Introducing Plumbum - Shell Combinators
May 12, 2012

It's been a while since I last blogged... sorry! Had a midterm exam, a seminar project to deliver (an O(n^3) parser for Tree Insertion Grammar), the routine family festivities of Passover, and this new thing, Plumbum, that has been keeping my mind overclocked while I should have been studying for exams and writing seminar papers. But now that it's out, it's about time I write a little on it.

So Plumbum is something I've toyed with for quite some time now. In almost any sort of project, there comes a time when you have to write this really simple, 5-liner shell script, just to build your project's artifacts, maybe also upload them to PyPI or sourceforge (using rsync), and while you're at it, why not build the project's documentation as well. Oh, and don't forget to run regression tests before all that, and it would be wise to also handle some basic command-line options, as you might want to skip uploading to PyPI at times, or perhaps build on different versions of python... and then you end up with this monstrous shell script that you wrote (or worse, some former employee wrote) and never want to lay your eyes on again... At this point to begin hating yourself for not doing it in python, to begin with.

But then again, how do you translate find . -name "*.pyc" | xargs rm or cp */*.py /tmp to python-speak? That would take quite a few lines and require importing several modules. Shell scripts tend to be so short and enchanting... How do we bridge the gap?

Plumbum was born to fill this very gap: on the one hand, be pythonic (and be backed by strong libraries), and on the other, make it all as easy and one-liner-ish by nature: use a real programming language, with a well-behaved object model and high level concepts, to achieve what you'd normally do in a shell script, retaining the same expressive power and wrist-handiness of the shell. I call it shell combinators, as it's a pythonic way to mimic shell syntax.

The library is actually a collection of utilities that I wrote for several separate projects, and had never got to polish them. Plumbum consolidates them into a single, production-grade framework. The library provides local and remote program execution, with support for piping and IO redirection; local and remote file-system paths abstraction; a programmatic command-line interface (CLI) toolkit, and numerous other utilities.

For instance,

from plumbum import local
from plumbum.cmd import wc, ls, echo, grep
from plumbum.utils import copy, delete

delete(local.cwd // "*/*.pyc")

for fn in local.cwd / "src" // "*.py":
    print wc("-l", fn)

num_of_src_lines = (ls["-l"] | grep["\\.py"] | wc["-l"])()
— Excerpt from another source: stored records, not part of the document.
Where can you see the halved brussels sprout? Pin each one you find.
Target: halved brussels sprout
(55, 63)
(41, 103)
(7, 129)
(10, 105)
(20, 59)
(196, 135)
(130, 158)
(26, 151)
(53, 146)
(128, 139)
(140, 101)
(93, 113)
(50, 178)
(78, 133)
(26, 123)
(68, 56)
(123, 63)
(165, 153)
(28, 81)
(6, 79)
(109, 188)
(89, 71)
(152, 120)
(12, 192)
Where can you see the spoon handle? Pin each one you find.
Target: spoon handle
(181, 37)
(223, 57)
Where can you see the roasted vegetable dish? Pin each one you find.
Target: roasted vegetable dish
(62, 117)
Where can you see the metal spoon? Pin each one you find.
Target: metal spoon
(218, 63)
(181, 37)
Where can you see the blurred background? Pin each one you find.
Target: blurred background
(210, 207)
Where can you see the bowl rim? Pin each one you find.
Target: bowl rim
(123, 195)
(echo["1"] > "/proc/sys/net/ipv4/ip_forward")()

There's a short cheat-sheet as well as extensive documentation on the project's site, but at this point I'd like to elaborate a bit on the CLI toolkit, as I think it deserves some more attention.
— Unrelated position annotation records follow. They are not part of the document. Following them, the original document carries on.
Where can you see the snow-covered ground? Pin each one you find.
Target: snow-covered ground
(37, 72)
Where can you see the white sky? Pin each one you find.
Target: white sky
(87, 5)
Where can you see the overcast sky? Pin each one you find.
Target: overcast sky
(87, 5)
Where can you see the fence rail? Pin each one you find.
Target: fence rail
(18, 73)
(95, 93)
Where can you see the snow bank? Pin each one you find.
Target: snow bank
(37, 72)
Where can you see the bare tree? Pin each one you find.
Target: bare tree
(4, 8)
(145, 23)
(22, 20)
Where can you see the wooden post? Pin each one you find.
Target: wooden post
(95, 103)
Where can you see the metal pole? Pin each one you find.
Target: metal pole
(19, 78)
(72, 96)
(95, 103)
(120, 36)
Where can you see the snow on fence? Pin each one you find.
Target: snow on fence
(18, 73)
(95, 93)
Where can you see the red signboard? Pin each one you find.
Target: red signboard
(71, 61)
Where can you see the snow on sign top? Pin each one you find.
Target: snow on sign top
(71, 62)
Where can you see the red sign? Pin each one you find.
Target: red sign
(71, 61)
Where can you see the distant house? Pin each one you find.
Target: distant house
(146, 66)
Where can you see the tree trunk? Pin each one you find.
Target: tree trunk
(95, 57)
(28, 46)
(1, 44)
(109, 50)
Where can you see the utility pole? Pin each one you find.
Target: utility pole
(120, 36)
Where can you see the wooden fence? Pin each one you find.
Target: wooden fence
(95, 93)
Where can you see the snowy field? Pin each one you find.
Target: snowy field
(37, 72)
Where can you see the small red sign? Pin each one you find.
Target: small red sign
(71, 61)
The approach of optparse / argparse and similar libraries is to build a parser object and populate it with options in an imperative manner, which I dislike. Plumbum's CLI toolkit offers a more declarative yet programmatic alternative: An application is defined as a class that derives from cli.Application; it may define a main() method, which serves as the "entry point" of the application, and any number of switch-methods, meaning, methods that are invokable from the command-line.

Switch methods are normal methods, decorated by @switch, that may take either no arguments or a single one; for each switch given on the command line, the toolkit will invoke the switch method that binds it. Similarly, the main() method is invoked after all switches have been processed, and it takes all the positional arguments (i.e., non-switch arguments) that were given. And last but not least, there are switch attributes, which are in fact just specialized versions of switch functions, that store an argument given to the switch in an instance attribute.

So I've probably only gotten you confused by the terminology at this point, but actually it's much simpler!

from plumbum import cli

class MyHttpServer(cli.Application):
    log_to_file = cli.SwitchAttr("--log-to-file", str)
    verbose = cli.Flag("-v")
    mode = cli.SwitchAttr("--mode", cli.Set("TCP", "UDP"), default = "TCP")
    port = cli.SwitchAttr("--port", cli.Range(1024, 65535), default = 8080)
    
    @switch(["-l", "--load-config"], cli.ExistingFile)
    def load_config(self, filename):
        """Loads the given config file"""
        f = open(filename, "r")
        self._parse_config(f.read())
    
    def main(self, src, dst):
        if self.log_to_file:
            logger.addHandler(FileHandler(self.log_to_file))
        logger.setLevel(logging.DEBUG if self.verbose else logging.WARNING)


if __name__ == "__main__":
    MyHttpServer.run()

There, I think it's a lovely example of the expressive power of the CLI toolkit and Plumbum in general. I hope you'll give it a try, and may you never have to write shell scripts again!